Gonaïves : Raboteau s’isole et passe en mode défensif

 



Raboteau, quartier populaire des Gonaïves, est totalement enclavé. Loin de baisser les bras, jour et nuit, les opposants au pouvoir y montent la garde. S'appuyant sur l’ensemble des moyens dont ils disposent, ces activistes renouvellent leur engagement de faire échec à toute intervention irrégulière dans la zone.  

À l’approche du 7 février 2021, date à laquelle plusieurs secteurs fixent l’échéance du mandat de Jovenel Moïse, les insurgés de Raboteau renforcent leur sécurité. Des barricades de pierres et des poteaux métalliques obstruent toutes les rues qui mènent à ce quartier. Les résidents qui n’ont pas fui se montrent plus ou moins rassurés. En dépit du calme qui y règne, Raboteau s'apparente à un baril de poudre. Vu sa configuration, la moindre étincelle pourrait causer des dommages collatéraux. 

Atteindre Raboteau exige du courage. Dès l’entrée, des vigiles- peu remarquables - vous dévisagent de leurs regards et sont prêts à agir ou contre-attaquer. À la rue Paul Prompt, à quelques mètres de la tombe de l’ancien activiste Lavalas Amiot Métayer (Cubain), des militants discutent tranquillement de leur plan de bataille. Leur plus grand challenge : affronter les « faux policiers (ceux qui souhaiteraient mater le soulèvement) » et saisir les blindés.  

L’ancien membre du front anti-Aristide Winter Etienne s’érige en stratège. Il indique que ses camarades de lutte ont assez de moyens d'affronter tous ceux qui décident de décimer la population. « Nou pare menm pou fè lagè avèk Etazini », a déclaré l’activiste. Il n’a pas mâché ses mots pour dénoncer les  « exactions » des forces de l’ordre. Il en a profité pour inviter le directeur départemental de la police, Jacques Ader, à respecter les règles du jeu. « Ader est le fondateur de la Baz Pilate. Il doit déposer les blindés, se placer à la tête de ses troupes et venir nous affronter », a-t-il renchéri. 

Partant de Raboteau, toutes les voies menant au palais de justice et au commissariat de police, dont les rues Vernet, Lamartinière, Fabre Geffrard, Christophe et Toussaint Louverture, sont minutieusement surveillées. Dans ce périmètre, des agents bien équipés scrutent l’ouest et le sud de la ville où proviendraient d'éventuelles attaques. Ils sont postés sur des galeries, contre des poteaux en béton ou des murs qui leur servent de rempart. Certaines fois, au moyen des blindés, des patrouilles sont tenues dans les parages de Raboteau. 

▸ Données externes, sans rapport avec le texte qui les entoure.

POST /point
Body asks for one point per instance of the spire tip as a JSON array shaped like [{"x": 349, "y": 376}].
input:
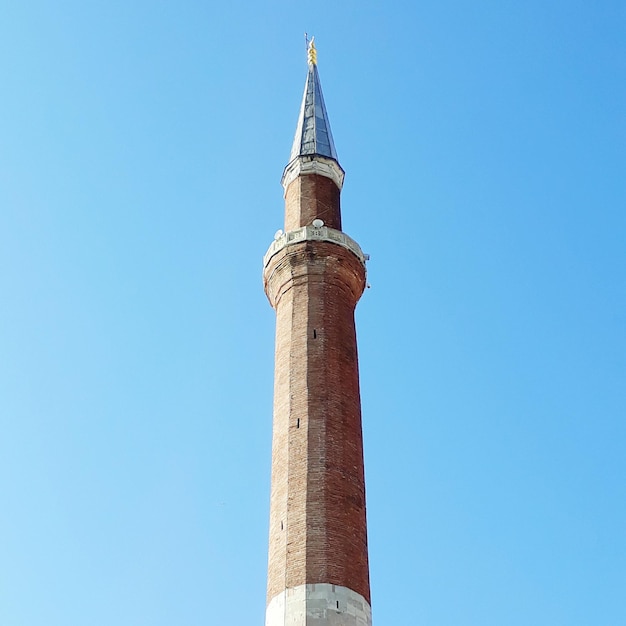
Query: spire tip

Depuis la nouvelle phase de la lutte anti-Jovenel Moïse, selon les constats, au moins cinq personnes sont blessées par balle. Ces incidents sont survenus au cours d'interventions policières. Présentement, les blindés noirs, symbole de répression,  deviennent des bêtes noires pour les citoyens qui fréquentent le bas de la ville. Ces derniers craignent des échanges entre les forces de l’ordre et les militants armés.

Parallèlement, les actes d’insécurité tendent à refaire surface dans la ville. Des cas de vol à la tire et à main armée sont rapportés. Ce vendredi matin, des individus armés non identifiés ont blessé par balle un citoyen dans les environs de Trou-Sable.